The only other candidate who had a supporter there was former Homeland Security official and former columnist Juliette Kayyem.
“For me personally, the surprising thing was the lack of Grossman supporters at the caucus,” Sweet said.
Tricia Melvin, chair of the North Andover Democratic Town Committee, said that town’s delegates went to Grossman because his supporters organized them.

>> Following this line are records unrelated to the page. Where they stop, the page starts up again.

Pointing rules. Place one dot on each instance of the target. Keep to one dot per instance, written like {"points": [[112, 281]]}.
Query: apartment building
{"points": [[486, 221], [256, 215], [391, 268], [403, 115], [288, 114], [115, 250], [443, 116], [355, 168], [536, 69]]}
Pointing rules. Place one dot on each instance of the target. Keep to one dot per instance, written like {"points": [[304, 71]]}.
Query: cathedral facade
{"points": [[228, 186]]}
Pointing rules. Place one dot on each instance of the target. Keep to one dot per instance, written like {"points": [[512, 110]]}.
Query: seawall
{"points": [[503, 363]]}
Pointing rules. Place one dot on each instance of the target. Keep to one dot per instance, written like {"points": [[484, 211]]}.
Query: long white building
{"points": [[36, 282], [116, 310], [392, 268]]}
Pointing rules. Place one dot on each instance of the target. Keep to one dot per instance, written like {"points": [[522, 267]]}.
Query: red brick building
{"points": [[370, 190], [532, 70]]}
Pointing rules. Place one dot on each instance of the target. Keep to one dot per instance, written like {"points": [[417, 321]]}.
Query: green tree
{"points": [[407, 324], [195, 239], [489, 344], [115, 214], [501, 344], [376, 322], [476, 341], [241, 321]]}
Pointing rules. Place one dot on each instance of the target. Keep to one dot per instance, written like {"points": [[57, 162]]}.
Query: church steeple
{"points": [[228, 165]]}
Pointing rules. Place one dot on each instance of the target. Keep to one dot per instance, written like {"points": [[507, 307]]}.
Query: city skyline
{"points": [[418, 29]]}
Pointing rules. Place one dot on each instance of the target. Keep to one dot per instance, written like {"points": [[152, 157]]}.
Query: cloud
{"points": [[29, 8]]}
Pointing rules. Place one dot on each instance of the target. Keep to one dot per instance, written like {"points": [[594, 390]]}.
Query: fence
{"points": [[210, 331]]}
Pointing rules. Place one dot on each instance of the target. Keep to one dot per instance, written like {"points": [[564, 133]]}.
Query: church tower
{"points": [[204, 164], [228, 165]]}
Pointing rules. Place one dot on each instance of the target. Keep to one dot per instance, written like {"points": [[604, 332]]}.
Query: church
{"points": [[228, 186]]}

“Most of the members of the town committee are Steve Grossman supporters and we were able to put together a group,” Melvin said. “We did not see much activity from the other candidates’ campaigns. No body else had a group of people there supporting their attendees to the convention.”
Andover held its caucus on Feb. 10. Kate Machet, of the Andover Democratic Town Committee, did not return a phone message and email seeking comment about the town’s delegates.
Early polls of voters show Coakley with a 45-point lead over Grossman. However, Cox said that none of the five candidates has generated overwhelming support among the party faithful statewide.
Along with Coakley, Grossman and Kayyem, Joe Avellone III, a surgeon and health care executive, and Donald Berwick, former administrator of the Centers for Medicare and Medicaid Services and former president and CEO of the Institute for Healthcare Improvement, are running for the Democratic nomination.
On the Republican side, Charlie Baker is taking a second run at the Corner Office, along with Mark Fisher, a small businessman from Auburn.
Coakley holds a 13-percent lead over Baker in a Suffolk University poll released Feb. 4, but Baker led the other four Democrats in head-to-head match ups.